Your institution almost certainly should be handling the finances, talk to your department grants administrator. One of the criteria for NIH grants is that you have an institution supporting you and ensuring compliance with all the rules - that's what they're there for. I have a hard time imagining NIH giving R01 money to someone at an institution that doesn't provide that support.
Papers aren't "allocated" to aims, you'll credit the whole grant when you publish papers. In any event, haven't you already written your research plan for how you are going to approach those aims? Your papers will come out of that plan (and the necessary deviations from plan), not from any optimized allocation strategy. Future grants will depend on your ability to write a comprehensive forward-looking proposal and your overall output from previous funding; they won't go through and see that you've completed each and every aim exactly the way you said you would, but they expect you to make progress overall. It's often impossible to actually plan for an entire multi-year research program ahead of time.
Progress reports aren't competitive and won't affect the funds you have, just make sure you do them, and don't lie.

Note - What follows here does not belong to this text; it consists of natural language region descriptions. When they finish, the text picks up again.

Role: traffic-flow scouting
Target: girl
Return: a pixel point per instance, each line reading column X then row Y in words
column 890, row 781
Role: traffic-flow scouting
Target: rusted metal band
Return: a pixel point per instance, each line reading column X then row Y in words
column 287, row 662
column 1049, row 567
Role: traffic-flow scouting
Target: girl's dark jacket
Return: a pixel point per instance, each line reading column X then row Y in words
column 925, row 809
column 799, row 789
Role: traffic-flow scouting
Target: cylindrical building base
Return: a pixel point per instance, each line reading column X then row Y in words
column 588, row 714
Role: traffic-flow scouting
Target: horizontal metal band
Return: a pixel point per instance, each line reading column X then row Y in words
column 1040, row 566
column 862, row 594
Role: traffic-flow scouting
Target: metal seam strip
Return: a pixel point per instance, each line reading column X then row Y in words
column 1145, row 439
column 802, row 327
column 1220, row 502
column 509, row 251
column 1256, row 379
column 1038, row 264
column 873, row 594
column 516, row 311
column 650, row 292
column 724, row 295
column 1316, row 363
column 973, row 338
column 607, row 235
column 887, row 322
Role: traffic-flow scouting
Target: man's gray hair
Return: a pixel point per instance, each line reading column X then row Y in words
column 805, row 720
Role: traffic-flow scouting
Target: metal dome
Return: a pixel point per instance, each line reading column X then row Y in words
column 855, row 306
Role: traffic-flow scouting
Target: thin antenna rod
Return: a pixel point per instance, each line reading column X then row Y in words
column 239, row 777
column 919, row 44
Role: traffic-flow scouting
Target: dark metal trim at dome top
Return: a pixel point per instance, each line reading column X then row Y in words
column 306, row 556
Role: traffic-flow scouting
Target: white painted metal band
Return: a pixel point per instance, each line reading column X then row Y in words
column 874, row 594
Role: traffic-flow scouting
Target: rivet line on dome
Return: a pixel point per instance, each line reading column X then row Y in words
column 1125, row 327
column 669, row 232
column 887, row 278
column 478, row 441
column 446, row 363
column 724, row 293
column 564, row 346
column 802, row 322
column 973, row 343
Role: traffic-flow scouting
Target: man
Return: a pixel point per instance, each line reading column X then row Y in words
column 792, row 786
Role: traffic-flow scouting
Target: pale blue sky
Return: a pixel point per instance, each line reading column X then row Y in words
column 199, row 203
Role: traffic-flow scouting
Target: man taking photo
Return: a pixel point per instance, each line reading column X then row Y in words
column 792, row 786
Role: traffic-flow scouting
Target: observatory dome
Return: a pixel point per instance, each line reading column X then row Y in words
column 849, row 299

NIH has an extensive website at https://grants.nih.gov/grants/oer.htm all about grants this page specifically for post-award documentation; it's probably worth doing quite a bit of reading there. I'd be wary about depending on books and blog posts because these can quickly become outdated: go to the NIH itself, they aren't hiding their rules to be dodgy and catch you making a mistake, they have rules for a purpose (sometimes more of a legislative/political purpose rather than scientific) and want people to comply with them. It's your institution's job to keep up to date on this stuff (and a bit yours, too, but it's probably a waste of time for every PI to become familiar with every aspect of NIH grant administration - that's why institutions provide the support and why NIH considers this support crucial).